Yeah, the rubber chicken... I remember that thing. I remember all of it -- buying it at the novelty counter at the Avenue I Flea Market in Brooklyn. Grandly introducing it at awkward moments. Firmly establishing my geek-credentials even in the tender years of seventh grade.

That was the late 70s. There are television comedies today that focus on the ridiculous aspects of the 1970s. There should be a show about 38th Street in the late 70s. It would be more tragi-comedy. With a touch of noire.

Joey already mentioned the apartment buildings on the corner that seemed to be in flames every other week -- a community event like no other that brought out the whole neighborhood to gawk at the flames and watch the firefighter lazily battle the blaze.

Those weren't the only fires we saw. Stolen cars were rugularly dumped, stripped and torched on our street or under the tracks on 37th Street where we could still see the flames quite clearly.

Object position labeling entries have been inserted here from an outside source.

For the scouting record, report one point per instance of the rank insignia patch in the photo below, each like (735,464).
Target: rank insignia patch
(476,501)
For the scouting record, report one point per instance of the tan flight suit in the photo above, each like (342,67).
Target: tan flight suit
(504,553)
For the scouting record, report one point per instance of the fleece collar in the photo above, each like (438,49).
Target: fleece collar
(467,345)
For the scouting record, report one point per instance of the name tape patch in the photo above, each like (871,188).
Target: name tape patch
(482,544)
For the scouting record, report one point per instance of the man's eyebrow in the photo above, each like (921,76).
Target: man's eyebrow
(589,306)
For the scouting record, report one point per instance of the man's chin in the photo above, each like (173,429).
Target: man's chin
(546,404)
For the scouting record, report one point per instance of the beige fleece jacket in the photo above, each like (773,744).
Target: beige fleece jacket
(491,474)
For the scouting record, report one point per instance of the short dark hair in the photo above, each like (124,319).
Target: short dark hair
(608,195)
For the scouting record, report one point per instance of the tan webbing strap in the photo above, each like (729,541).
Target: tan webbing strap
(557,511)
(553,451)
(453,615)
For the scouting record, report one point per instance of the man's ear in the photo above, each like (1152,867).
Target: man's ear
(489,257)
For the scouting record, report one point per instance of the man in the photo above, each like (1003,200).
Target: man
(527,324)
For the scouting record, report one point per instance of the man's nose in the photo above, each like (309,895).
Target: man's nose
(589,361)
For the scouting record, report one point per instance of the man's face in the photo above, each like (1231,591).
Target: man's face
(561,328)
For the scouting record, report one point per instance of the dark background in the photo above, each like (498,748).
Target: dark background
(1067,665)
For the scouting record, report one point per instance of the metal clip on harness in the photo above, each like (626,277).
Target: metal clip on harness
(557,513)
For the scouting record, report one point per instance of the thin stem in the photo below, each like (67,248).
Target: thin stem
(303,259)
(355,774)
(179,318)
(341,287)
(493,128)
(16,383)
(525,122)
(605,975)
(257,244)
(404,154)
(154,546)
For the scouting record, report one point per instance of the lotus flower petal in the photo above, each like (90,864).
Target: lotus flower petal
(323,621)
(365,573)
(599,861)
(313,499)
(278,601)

Not completely unrelated to the fires was the fire hydrant, which was opened on hot days to allow delinquent teens to cool off even while lowering the local water pressure to dangerous levels. In more bucolic environs you can judge the heat of the day by how long the crickets chirp; on 38th Street we listened for the sound of tin cans scraping against the concrete (by shearing off both lids of a can, you'd have a tin tube that you could stick in the water stream and aim water at your cohorts). The city tried repeatedly to get the locals to use a sprinkler cap and even botled one on uder a thick metal brace. Neat trick: once ripped off, the brace became a handy-dandy wrench for turning the non-standard five-sided valve at the hydrant top).

And finally, there was the after-hours entertainment. Home grown acts included bongo-playing marathons; high-tech parties called for stereo sound systems. Remember: this was the 1970s, and the idea of portable hi-fi had not yet been perfected. So when the neighborhoos kids wanted to enjoy dance music al fresco, they rolled up a giant console-furniture style stereo system. It was indeed a curious site. And when we saw the behemoth arrive we wondered, briefly, how they would power such an appliance from the edge of a city playground.

But they were way ahead of us. These brave geniuses opened the service plate at the base of the lamp-post and cut the power to the light. They then plugged in their stereo and boom boom boom, there was disco all night. Really loud disco. All night.

Yes, living on 38th Street was an interesting experience -- one that others have a hard time appreciating. In fact, I remember starting seventh grade and being assigned the perennial favorite: "what I did on my summer vacation."

What I did? Well, I watched all that crap transpire on my street. So I wrote it up and submitted it.

I got an A. But my teacher circled the part where I had described the feat of pluggging the stereo into the lamp-post. In the margin she wrote: "You have quite an imagination."

In short, she didn't believe me. I was devastated. That was probably what drove me to my life of geek-ery.